Integrating Sustainability, Climate, and the Arts – School of English
During 2024–2025, the School of English actively embedded sustainability and environmental awareness across teaching, research, and public engagement, demonstrating the interdisciplinary role of the humanities in addressing global challenges.
Peter Mackay (Pàdraig MacAoidh) was appointed Scotland’s Makar, the national poet, in December 2024. As Makar, he promotes poetry nationally and internationally and produces work relating to significant events. A native Gaelic speaker from the Isle of Lewis and a lecturer at the University of St Andrews, Mackay’s creative practice connects linguistic heritage with cultural and environmental awareness.
His contributions include delivering a lecture on Gaelic literature and Rewilding to the Scottish Rewilding Alliance in June, a commission to write two new poems for an orchard being planted at University of Stirling earlier this year, and he has been invited to write a poem to headline the Scottish Government’s draft National Island Plan.

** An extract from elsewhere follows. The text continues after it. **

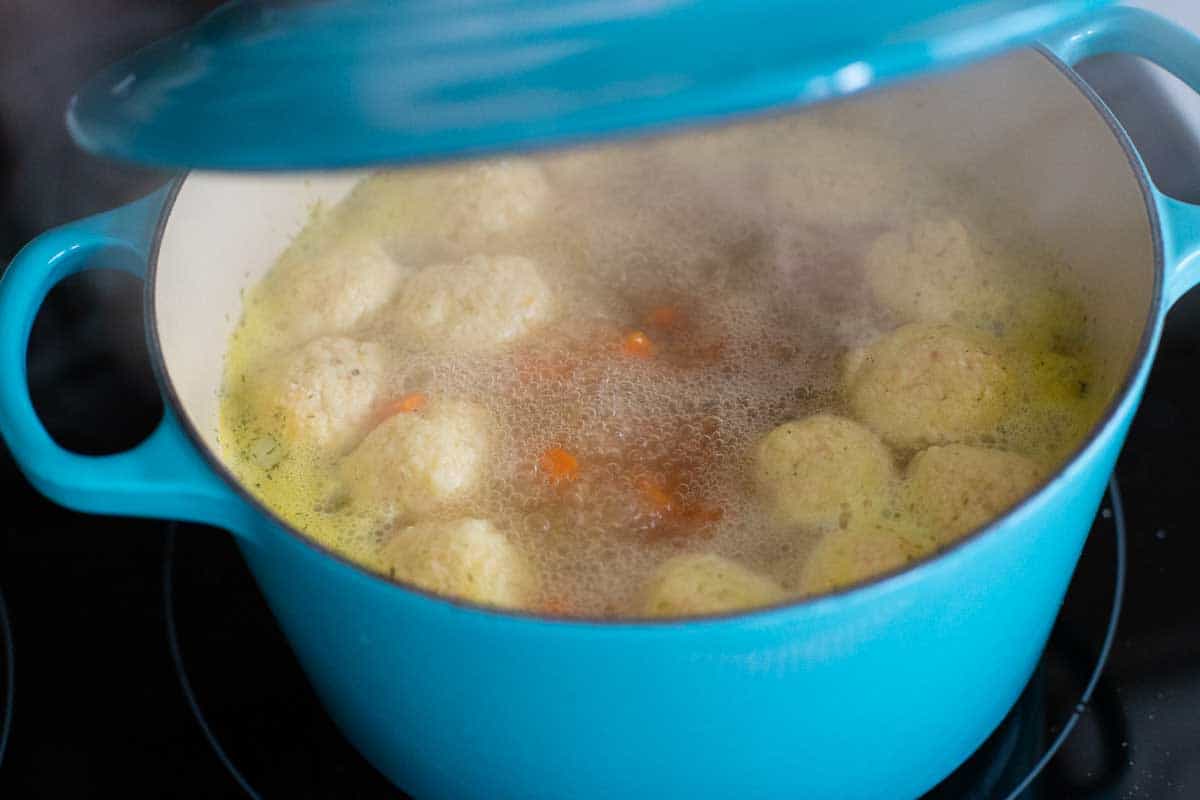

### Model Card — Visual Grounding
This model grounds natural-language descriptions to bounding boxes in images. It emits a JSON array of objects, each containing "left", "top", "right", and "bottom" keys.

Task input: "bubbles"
[{"left": 222, "top": 113, "right": 1106, "bottom": 616}]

In parallel, Tom Jones delivered a talk at the Oxford Eighteenth-Century Literature and Culture Seminar on Phillis Wheatley’s Meditations in the Seasons, highlighting how literature engages with climate, solar energy, and the ethics of resource distribution. Sam Haddow contributed through his monograph, We All Die at the End: Storytelling in the Climate Apocalypse (MUP, 2025), and presentations including Romeo and Juliet in the Anthropocene, linking literary analysis with environmental crises.
These activities illustrate how the School of English equips students to engage critically with environmental and climate issues through creative, historical, and analytical approaches.